Lorenzo Catraro, consulente per il governatore uscente Ceriscioli in materia di infrastrutture riassume i dettagli del progetto, i cui cantieri sono ricominciati subito dopo il lockdown con una task force di 30 operai per cercare di mantenere la scadenza prestabilita.

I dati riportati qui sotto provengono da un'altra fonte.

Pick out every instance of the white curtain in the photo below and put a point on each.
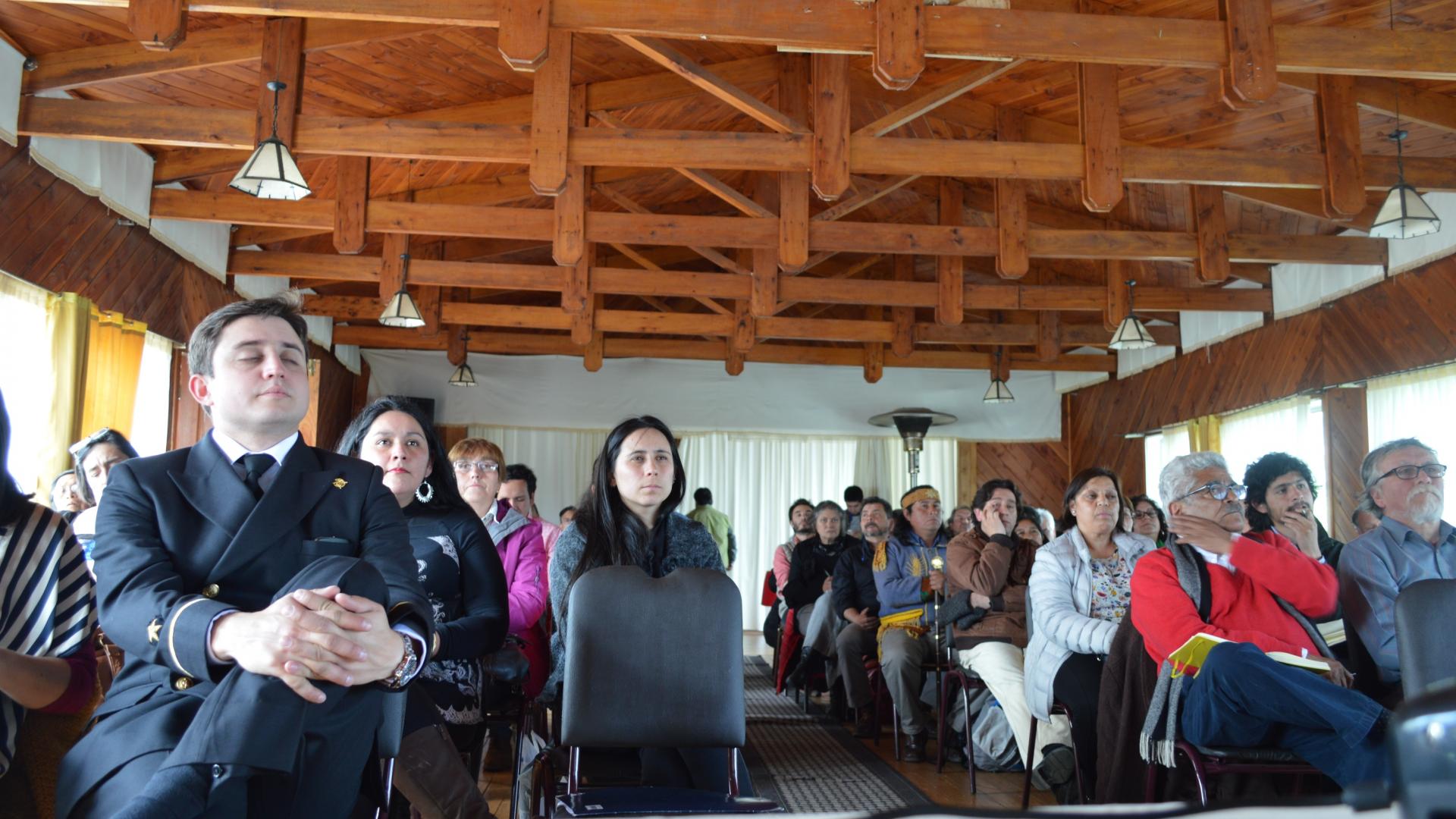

Il ponte in acciaio sull’Esino
«L’intervento - spiega Catraro - prevede solo opere di scavalco delle viabilità e dei corsi d’acqua (il fiume Esino) interferiti dalla linea. L’opera d’arte principale è costituita dal viadotto Esino e dal ponte in acciaio sul fiume Esino e prevede anche dei lavori idraulici per cui è stata sottoscritta una convenzione tra Rfi e il Consorzio di Bonifica». Con la variante si risolve il problema dei collegamenti che dalla linea Romana devono immettersi sulla linea Adriatica per andare verso Nord senza arrivare a Falconara ed invertire senso di marchia del locomotore: «Una facilitazione estremamente utile soprattutto per il trasporto merci». Inoltre verrà definitivamente bypassata l’Api di Falconara, con un progetto - dicevamo - che parte da lontano. Le planimetrie definitive sono state infatti redatte nel 2009 e nell’agosto 2015 è stata affidata la gara per progetto esecutivo e realizzazione dell’opera all’Impresa Ricciardello. Intoppi, difficoltà e ostacoli hanno allungato i tempi rendendo il cantiere molto simile a quelli portati avanti lungo i binari della Orte-Falconara e ci sono voluti altri quattro anni per far partire i lavori veri e propri. Nell’aprile 2019 sono state concluse le demolizioni degli edifici di Villanova sul lato monte di via Flaminia, espropriati da Rfi perché interferivano con il bypass. La ditta Ricciardello ha provveduto a rimuovere le macerie per consentire l’abbattimento degli edifici sul lato mare, dove sorgevano altri tre immobili. Operazione necessaria per fare spazio alla nuova ferrovia. «Il nodo di Falconara con l’allaccio della linea Adriatica alla Romana - continua Catraro -, fanno parte del grande progetto di raddoppio della Orte-Falconara , lavoro molto complesso e costoso. Si attraversano due Regione Marche ed Umbria e due montagne (Fabriano – Fossato e Spoleto-Terni) , poi quando si arriva ad Orte per Roma si incontrano le gallerie ed i binari dove si riversano tutti i treni dall’italia del Nord. Oggi che questa linea è diventata prioritaria per unire anche i due mari, occorre un commissario ed una squadra a supporto di Rfi con cui questa Regione ha rapporti ottimi e costanti».
Il secondo stralcio
Lo scorso ottobre, quando la pandemia era ancora lontana dalle Marche, il governatore Ceriscioli ha presentato una serie di richieste al ministro De Micheli per sganciare la regione dall’impasse infrastrutturale. Tra queste anche i fondi per il secondo stralcio del nodo Falconara: 30 milioni di euro per la costruzione della nuova stazione di Montemarciano e la trasformazione in fermata dell’attuale stazione di Chiaravalle mediante modifiche ai soli impianti di sicurezza e di segnalamento.